Yüce Efendi yine beni benden aldı. Dünyayı yönetenlerin nasıl bir mantığa sahip olduğunu öyle güzel anlattı ki bana da tebrik etmekten başka bir şey kalmadı. “Düşman yoksa bir düşman yarat” çok uzun zamandır afiyetle yediğimiz bir oyun. Mesela Amerika, İkinci Dünya Savaşı sırasında geçirdiği büyük dönüşümde önce çekik gözlüleri kendisine düşman belledi. Aradan 65 yıl geçmiş olmasına rağmen halen hiçbir toprak parçası Laos gibi ufacık bir ülkenin yediği kadar çok bomba yemedi. Sonra Ruslar, şimdi de İslam alemi… Bizim de modamız geçince kim bilir kimler yeni düşman olacak. Yüce Efendi bugün hepimizin düştüğü tuzağı bize 140-150 yıl öncesinden anlattı. Helal olsun.
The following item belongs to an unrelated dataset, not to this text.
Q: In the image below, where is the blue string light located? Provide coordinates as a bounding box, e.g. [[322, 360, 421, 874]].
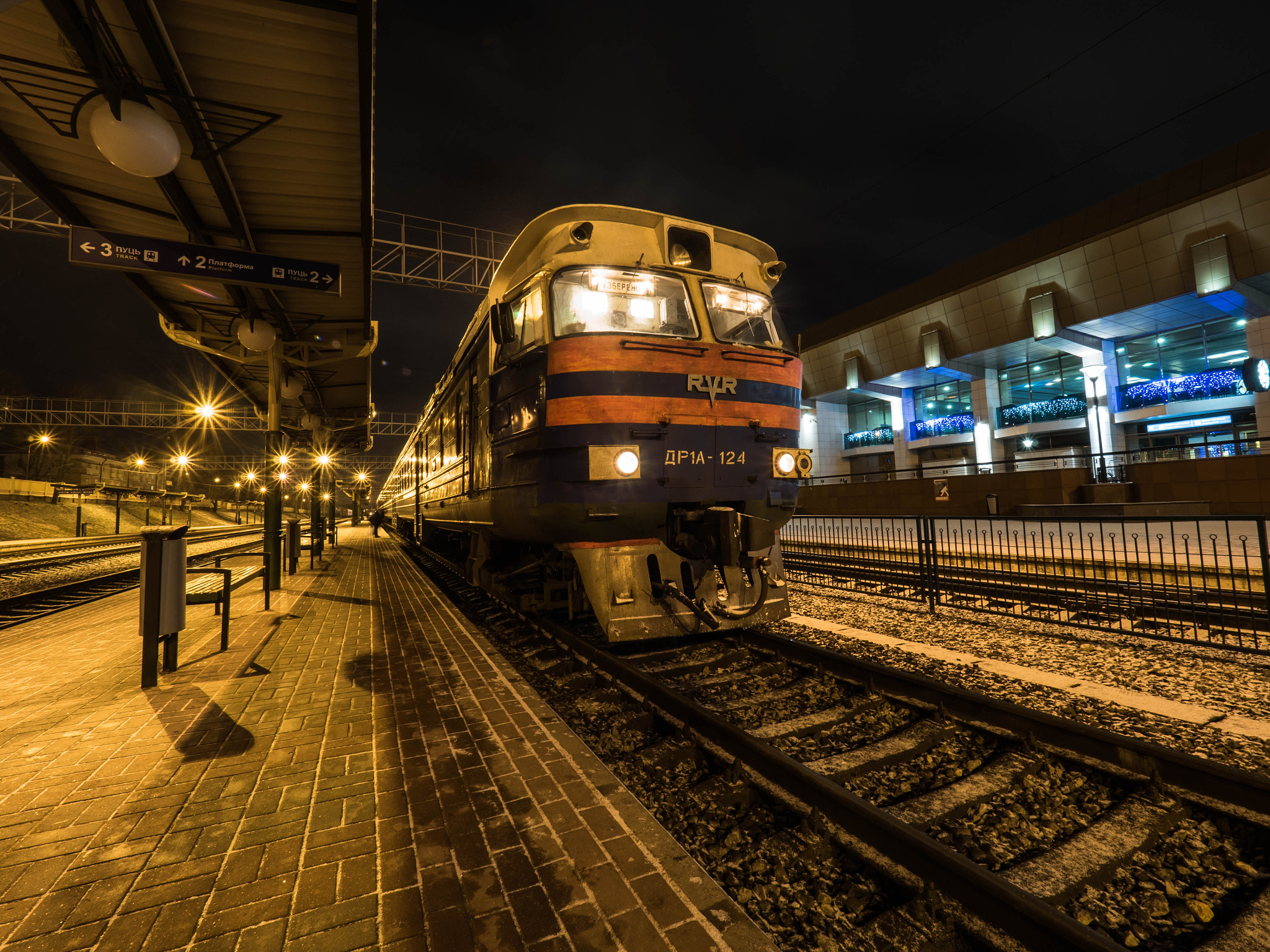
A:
[[997, 397, 1090, 429], [1115, 367, 1248, 410], [908, 414, 974, 439], [842, 426, 895, 449]]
Leş kargaları üşüşmeye başladı bile… Tek tek elçilerin telgraflarını dinlemek gerçekten ders niteliğindeydi. 93 Harbi’nin de ayak seslerini duymaya başladık. Osmanlı’nın en hazin yenilgilerinden biridir. Sırf o yenilgiye tanık olmamak için dizinin bitmesini bile isteyebilirim demiyorum tabii… Zira işin ucunda Filinta fanları tarafından lince uğrama riski var. Anlayacağınız Mustafa her ne kadar kahramanlıklar yapsa da yıkımlar gelmeye başladı. 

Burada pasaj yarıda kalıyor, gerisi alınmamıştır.